再次检查db节点ib01网卡,无需人工处理,该网卡已经处于running状态。
3.3 开始清理告警日志

</>复制代码

  1. [root@exdasw-iba01 ~]# spsh

    Oracle(R) Integrated Lights Out Manager

    Version 2.2.16-3 ILOM 3.2.11 r137127

    Copyright (c) 2020, Oracle and/or its affiliates. All rights reserved.

    Warning: HTTPS certificate is set to factory default.

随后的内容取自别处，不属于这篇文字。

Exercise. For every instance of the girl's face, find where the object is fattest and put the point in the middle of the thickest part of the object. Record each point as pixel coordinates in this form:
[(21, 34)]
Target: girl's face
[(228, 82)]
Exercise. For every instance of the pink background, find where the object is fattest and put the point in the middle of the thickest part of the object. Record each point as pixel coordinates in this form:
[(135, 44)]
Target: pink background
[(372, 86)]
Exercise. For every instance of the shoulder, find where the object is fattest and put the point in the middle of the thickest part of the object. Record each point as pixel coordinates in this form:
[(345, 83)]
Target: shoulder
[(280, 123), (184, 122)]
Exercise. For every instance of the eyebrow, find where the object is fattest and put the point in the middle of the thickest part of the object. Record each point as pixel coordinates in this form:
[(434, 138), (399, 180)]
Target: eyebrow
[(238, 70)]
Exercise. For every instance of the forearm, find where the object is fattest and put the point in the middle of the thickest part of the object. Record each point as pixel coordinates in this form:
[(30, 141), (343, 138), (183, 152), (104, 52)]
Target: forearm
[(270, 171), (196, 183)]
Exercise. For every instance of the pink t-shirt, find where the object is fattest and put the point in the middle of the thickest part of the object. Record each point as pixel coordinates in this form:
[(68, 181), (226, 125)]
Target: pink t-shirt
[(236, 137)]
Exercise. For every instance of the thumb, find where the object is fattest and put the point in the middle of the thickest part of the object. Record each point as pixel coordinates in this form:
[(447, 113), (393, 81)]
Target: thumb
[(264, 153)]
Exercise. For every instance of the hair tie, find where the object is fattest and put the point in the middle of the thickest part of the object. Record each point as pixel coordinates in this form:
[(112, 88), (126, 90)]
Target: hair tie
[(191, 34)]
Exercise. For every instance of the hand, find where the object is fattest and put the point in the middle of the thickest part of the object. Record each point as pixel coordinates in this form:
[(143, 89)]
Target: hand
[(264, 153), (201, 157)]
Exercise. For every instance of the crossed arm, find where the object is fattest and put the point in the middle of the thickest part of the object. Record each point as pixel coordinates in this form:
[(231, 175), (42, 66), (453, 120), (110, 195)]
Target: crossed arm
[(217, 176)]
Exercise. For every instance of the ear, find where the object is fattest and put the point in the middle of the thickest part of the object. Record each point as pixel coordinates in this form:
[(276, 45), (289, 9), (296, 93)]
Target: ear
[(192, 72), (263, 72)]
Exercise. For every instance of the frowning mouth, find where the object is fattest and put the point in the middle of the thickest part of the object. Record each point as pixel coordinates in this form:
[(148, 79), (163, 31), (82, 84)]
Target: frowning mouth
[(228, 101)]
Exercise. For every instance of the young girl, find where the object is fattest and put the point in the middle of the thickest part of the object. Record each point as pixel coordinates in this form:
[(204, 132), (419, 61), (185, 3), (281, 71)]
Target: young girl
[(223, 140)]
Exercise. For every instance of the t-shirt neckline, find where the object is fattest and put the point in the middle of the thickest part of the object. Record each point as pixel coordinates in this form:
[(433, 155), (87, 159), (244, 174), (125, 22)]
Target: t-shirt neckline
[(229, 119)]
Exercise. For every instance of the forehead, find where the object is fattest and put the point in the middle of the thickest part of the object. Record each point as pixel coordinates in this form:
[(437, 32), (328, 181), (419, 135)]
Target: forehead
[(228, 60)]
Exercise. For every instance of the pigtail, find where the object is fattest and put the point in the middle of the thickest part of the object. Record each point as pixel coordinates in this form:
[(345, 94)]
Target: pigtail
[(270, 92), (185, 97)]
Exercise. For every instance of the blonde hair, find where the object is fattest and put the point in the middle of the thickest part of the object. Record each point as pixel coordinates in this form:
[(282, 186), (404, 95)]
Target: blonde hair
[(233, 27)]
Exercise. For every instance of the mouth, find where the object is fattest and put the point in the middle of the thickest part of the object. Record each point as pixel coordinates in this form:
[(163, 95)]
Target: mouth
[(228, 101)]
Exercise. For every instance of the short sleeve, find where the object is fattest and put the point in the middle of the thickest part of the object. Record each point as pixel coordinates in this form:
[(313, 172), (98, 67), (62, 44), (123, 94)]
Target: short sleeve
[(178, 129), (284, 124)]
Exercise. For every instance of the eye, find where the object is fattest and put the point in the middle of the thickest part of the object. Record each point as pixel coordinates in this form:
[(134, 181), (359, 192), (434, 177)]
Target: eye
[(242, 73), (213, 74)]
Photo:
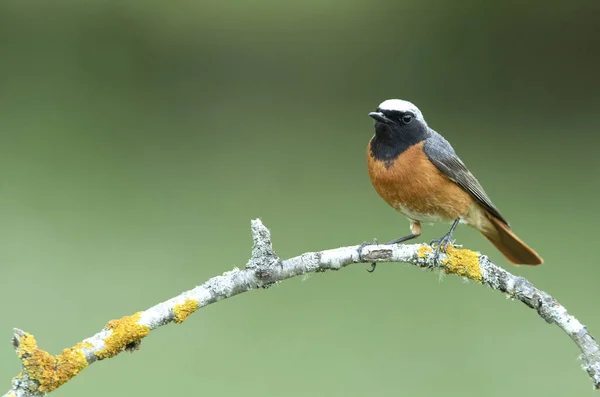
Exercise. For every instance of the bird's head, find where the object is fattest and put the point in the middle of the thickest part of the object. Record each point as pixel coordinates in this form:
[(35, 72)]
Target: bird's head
[(396, 118)]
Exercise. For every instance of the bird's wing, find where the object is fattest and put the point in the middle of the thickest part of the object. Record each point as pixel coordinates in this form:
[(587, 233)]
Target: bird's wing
[(442, 155)]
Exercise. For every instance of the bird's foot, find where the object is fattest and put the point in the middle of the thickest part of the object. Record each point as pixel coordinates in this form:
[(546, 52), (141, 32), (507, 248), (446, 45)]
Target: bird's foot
[(361, 247)]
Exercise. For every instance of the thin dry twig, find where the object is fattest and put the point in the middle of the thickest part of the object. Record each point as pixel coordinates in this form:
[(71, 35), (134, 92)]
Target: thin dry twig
[(43, 372)]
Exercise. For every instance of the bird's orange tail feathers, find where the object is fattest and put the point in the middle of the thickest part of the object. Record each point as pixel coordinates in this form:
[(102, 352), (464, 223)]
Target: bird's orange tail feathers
[(515, 250)]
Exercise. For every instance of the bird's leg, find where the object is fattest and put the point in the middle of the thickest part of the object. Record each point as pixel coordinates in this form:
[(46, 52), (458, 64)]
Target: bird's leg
[(442, 243), (415, 229)]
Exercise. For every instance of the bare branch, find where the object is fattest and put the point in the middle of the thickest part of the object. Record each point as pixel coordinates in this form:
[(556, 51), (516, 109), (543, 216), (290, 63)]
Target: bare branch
[(43, 372)]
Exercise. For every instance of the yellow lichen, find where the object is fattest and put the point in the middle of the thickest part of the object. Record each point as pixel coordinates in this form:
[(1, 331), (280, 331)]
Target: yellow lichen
[(463, 263), (423, 251), (48, 370), (183, 310), (126, 334)]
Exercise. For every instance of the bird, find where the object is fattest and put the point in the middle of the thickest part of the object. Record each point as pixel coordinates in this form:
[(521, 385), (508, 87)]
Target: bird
[(417, 172)]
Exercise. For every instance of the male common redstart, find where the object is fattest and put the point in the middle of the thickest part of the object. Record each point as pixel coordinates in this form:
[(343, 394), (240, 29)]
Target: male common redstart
[(416, 171)]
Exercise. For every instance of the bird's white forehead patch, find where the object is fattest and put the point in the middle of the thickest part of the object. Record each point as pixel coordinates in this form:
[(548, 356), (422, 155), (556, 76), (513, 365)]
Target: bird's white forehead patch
[(399, 105), (402, 106)]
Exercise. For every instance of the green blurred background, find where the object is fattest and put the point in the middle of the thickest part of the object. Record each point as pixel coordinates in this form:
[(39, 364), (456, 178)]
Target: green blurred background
[(138, 139)]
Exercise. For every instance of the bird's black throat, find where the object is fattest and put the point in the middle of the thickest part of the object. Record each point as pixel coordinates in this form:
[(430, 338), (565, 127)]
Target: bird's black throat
[(391, 140)]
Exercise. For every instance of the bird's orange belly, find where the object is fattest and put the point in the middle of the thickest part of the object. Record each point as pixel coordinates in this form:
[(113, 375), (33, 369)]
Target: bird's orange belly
[(414, 186)]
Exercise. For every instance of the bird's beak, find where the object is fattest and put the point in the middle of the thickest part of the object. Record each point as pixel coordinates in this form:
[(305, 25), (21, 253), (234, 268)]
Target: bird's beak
[(378, 116)]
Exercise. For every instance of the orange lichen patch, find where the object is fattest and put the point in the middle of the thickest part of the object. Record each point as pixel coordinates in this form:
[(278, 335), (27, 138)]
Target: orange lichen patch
[(183, 310), (48, 370), (463, 263), (126, 333), (423, 251)]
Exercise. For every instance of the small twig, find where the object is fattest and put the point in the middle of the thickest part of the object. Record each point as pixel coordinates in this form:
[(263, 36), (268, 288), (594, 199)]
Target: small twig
[(43, 372)]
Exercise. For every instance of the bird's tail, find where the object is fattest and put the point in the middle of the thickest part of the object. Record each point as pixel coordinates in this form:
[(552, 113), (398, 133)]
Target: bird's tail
[(515, 250)]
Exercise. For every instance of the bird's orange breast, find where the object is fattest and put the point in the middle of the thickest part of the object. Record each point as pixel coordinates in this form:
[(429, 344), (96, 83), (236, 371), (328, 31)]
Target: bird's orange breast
[(413, 185)]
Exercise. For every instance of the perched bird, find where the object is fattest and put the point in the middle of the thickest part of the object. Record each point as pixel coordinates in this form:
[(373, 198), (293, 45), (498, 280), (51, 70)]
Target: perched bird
[(416, 171)]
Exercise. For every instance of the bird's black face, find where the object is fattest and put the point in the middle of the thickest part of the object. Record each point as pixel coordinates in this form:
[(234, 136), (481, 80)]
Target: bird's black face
[(396, 131), (397, 124)]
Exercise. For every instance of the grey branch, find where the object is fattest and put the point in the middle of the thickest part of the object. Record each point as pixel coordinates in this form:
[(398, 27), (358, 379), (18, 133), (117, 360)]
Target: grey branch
[(43, 372)]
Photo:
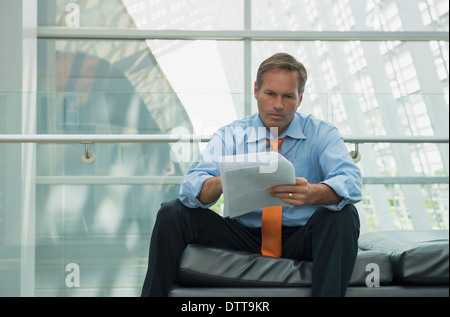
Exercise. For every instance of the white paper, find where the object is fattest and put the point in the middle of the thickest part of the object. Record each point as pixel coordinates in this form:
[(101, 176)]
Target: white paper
[(246, 178)]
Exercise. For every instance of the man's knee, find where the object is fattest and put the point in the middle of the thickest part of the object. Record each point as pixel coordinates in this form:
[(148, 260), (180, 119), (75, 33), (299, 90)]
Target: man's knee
[(344, 220), (169, 209)]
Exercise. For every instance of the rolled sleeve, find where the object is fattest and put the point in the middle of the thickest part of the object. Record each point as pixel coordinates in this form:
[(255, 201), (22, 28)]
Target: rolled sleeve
[(208, 167), (346, 186)]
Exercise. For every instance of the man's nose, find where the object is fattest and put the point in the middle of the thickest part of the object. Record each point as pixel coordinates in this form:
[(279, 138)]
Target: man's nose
[(278, 105)]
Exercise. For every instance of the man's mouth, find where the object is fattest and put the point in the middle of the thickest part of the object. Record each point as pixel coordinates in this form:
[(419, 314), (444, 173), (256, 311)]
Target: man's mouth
[(276, 116)]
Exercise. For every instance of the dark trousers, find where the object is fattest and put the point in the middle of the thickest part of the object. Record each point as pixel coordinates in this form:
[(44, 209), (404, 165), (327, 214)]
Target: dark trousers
[(329, 239)]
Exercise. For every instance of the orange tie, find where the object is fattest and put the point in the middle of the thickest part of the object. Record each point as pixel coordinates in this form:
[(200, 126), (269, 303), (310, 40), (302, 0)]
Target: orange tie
[(271, 221)]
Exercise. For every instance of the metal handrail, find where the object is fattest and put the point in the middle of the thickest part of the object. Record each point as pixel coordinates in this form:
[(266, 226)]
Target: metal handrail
[(53, 32), (171, 138)]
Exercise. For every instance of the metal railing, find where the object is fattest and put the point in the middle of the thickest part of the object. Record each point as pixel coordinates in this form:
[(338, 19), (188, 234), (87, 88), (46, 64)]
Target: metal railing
[(88, 156)]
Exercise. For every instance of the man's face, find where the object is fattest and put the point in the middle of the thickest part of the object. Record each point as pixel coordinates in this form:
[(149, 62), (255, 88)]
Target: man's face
[(278, 98)]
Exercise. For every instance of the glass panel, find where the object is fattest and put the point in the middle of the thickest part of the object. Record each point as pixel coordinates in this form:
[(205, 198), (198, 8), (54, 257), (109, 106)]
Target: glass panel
[(104, 230), (350, 15), (153, 15)]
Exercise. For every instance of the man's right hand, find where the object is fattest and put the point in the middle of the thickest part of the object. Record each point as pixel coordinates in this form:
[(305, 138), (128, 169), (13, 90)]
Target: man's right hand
[(211, 190)]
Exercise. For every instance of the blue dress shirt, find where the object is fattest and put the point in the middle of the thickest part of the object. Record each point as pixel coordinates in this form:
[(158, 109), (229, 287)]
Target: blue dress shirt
[(313, 146)]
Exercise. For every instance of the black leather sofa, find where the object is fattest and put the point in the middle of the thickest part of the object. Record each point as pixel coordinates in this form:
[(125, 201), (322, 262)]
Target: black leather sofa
[(389, 264)]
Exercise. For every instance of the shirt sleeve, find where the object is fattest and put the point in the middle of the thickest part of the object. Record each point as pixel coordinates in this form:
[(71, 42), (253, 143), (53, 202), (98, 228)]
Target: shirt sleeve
[(208, 167), (341, 173)]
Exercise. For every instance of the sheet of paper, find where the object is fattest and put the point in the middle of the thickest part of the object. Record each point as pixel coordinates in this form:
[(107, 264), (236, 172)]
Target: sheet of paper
[(246, 178)]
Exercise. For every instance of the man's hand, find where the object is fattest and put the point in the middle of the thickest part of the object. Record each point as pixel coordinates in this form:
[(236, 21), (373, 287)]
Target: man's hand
[(304, 193), (211, 190)]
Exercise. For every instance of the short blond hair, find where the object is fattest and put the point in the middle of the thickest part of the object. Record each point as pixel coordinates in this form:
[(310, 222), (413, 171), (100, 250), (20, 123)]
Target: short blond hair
[(286, 62)]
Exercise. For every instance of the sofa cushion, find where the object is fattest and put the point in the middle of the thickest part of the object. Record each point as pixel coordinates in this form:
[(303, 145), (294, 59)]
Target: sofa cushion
[(417, 256), (214, 267)]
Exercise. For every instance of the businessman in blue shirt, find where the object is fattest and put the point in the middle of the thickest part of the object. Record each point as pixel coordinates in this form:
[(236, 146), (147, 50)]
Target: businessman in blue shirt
[(322, 224)]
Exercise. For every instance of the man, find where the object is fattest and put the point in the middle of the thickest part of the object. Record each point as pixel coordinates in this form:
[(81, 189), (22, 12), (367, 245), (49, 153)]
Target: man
[(321, 226)]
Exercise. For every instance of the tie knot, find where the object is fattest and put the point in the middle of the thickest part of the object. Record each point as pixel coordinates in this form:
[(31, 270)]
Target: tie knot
[(275, 144)]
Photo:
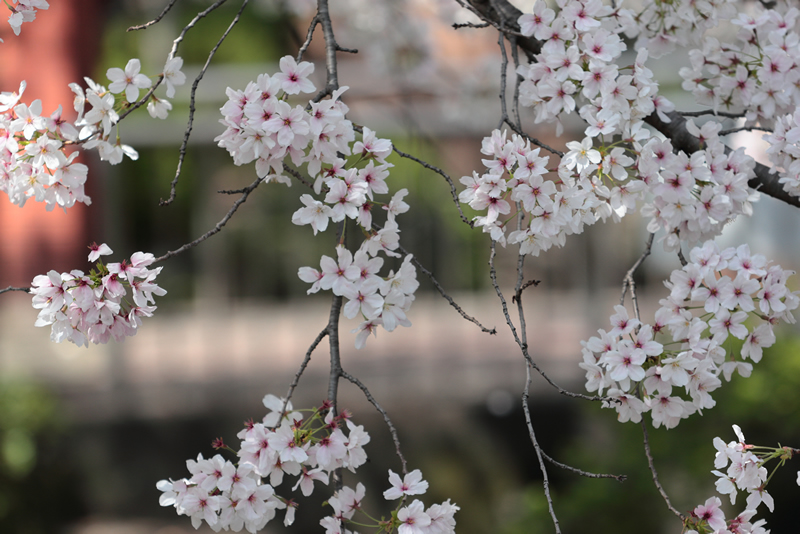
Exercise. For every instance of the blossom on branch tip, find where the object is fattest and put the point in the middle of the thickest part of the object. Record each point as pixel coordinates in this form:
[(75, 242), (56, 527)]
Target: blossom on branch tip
[(129, 81), (411, 484)]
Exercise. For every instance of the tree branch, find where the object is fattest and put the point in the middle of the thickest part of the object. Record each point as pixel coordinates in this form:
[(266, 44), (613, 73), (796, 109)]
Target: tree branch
[(386, 419), (246, 192), (190, 122)]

    Hostname: exdasw-iba01

    -> show faulty
    Target | Property | Value
    ----------------------------------+----------------------------------------+-----------------------------------------------------------
    /SP/faultmgmt/0                   | fru | /SYS
    /SP/faultmgmt/0/faults/0          | class | fault.device.ib.auto-link-disable
    /SP/faultmgmt/0/faults/0          | sunw-msg-id | ---
    /SP/faultmgmt/0/faults/0          | component | /SYS
    /SP/faultmgmt/0/faults/0          | uuid | 8f0fd5cf-661b-e0f5-db37-cfbcbd7b673a
    /SP/faultmgmt/0/faults/0          | timestamp | 2022-02-02/10:18:11


    -> start /SP/faultmgmt/shell
    Are you sure you want to start /SP/faultmgmt/shell (y/n)? y

    faultmgmtsp> fmadm faulty
    ------------------- ------------------------------------ -------------- --------
    Time UUID msgid Severity
    ------------------- ------------------------------------ -------------- --------
    2022-02-05/22:22:57 57471550-2815-eba0-ef6b-f46fa7788bad IBSWITCH-8000-D6 Major

    Fault class : fault.chassis.device.ib.link-error

    FRU : /SYS
    (Part Number: 7305544)
    (Serial Number: AK00417399)

    Description : One or more ports have been auto-disabled due to high error
    rate or bad link speed or width.

    Response : Illuminate service-required LED on the chassis.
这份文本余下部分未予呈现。